Genre, Intertextuality, and Odes 1.14

Joel Street

Theta Eta at DePauw University

Horace’s Odes 1.14 presents a problem of interpretation grounded in questions of intertextuality. The poem treats a commonplace familiar to the classical world: that of a ship caught in a storm. Because fragments by the Greek lyricists Alcaeus and Theognis present relatively unambiguous allegorical interpretations, Horace’s text has itself been traditionally regarded as allegorical. Thus, the diversity of interpretations of 1.14 has its basis in arguing for a relationship with a single precursor text to the exclusion of other texts. This diversity, however, suggests that 1.14 resists a decisive relationship to a single text. Instead, one should take a broader view of intertextuality, treating the poem as related not only to individual models, but also to the ship-in-a-storm commonplace and the genre of lyric poetry.

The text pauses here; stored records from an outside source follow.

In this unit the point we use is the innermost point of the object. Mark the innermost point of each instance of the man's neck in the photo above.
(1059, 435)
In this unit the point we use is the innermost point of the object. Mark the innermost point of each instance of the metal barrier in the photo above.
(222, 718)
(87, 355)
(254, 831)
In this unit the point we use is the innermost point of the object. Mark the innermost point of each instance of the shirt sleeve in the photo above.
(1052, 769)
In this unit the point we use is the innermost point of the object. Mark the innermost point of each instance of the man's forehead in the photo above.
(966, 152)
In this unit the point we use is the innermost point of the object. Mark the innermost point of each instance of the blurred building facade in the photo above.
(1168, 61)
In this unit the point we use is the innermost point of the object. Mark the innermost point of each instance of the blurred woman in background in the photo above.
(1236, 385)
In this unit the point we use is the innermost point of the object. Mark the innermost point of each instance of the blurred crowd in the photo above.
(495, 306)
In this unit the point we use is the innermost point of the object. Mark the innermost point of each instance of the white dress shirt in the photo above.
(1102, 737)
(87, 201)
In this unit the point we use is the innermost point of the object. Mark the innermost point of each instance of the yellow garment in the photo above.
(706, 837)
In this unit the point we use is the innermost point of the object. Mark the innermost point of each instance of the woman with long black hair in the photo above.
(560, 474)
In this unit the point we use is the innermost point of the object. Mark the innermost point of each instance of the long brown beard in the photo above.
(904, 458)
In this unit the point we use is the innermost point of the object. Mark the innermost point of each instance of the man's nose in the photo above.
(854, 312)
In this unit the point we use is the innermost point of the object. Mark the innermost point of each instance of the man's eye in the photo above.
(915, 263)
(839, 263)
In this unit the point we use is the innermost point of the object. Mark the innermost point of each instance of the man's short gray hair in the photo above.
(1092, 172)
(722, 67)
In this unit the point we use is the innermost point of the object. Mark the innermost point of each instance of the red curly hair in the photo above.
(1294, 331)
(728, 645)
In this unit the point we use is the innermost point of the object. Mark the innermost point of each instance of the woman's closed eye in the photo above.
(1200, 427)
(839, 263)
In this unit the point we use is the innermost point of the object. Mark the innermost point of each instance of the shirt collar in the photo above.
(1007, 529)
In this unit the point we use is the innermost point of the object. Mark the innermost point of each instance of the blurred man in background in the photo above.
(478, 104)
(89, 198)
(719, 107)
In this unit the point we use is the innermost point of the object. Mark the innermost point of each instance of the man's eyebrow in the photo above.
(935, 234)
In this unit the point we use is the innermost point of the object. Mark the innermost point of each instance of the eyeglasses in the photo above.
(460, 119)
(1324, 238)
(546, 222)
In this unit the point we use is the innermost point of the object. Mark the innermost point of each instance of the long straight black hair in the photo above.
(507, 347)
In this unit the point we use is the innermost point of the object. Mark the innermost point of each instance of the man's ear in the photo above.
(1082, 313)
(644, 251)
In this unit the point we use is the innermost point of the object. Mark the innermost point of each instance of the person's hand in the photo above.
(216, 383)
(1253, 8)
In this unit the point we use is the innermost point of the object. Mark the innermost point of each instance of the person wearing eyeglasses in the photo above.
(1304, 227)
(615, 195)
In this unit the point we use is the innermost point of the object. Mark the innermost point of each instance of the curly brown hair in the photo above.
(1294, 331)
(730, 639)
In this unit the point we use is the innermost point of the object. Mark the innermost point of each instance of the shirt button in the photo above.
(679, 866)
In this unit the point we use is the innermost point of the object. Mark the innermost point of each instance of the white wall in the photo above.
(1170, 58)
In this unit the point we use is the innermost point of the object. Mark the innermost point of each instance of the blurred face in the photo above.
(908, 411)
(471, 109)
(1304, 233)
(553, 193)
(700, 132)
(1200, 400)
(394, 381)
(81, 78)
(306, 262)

At this point, Alessandro Barchiesi’s concept of “folding” genre is helpful. In tracing the shift from oral lyric to written lyric, Barchiesi observes that formal features of the former become incorporated (or “folded”) into the content of the latter. Extending this model to the ship-in-a-storm commonplace, one may see 1.14 as incorporating features of its allegorical predecessors without being strictly allegorical. Rather than a riddle with a solution to be divined, one can regard the text as a hybrid or pastiche, and possibly a deliberate one. As a literary poet detached from the rhetorical necessities of oral poetry, Horace had the opportunity to model his poem after allegorical predecessors without demanding for it a fixed allegorical interpretation.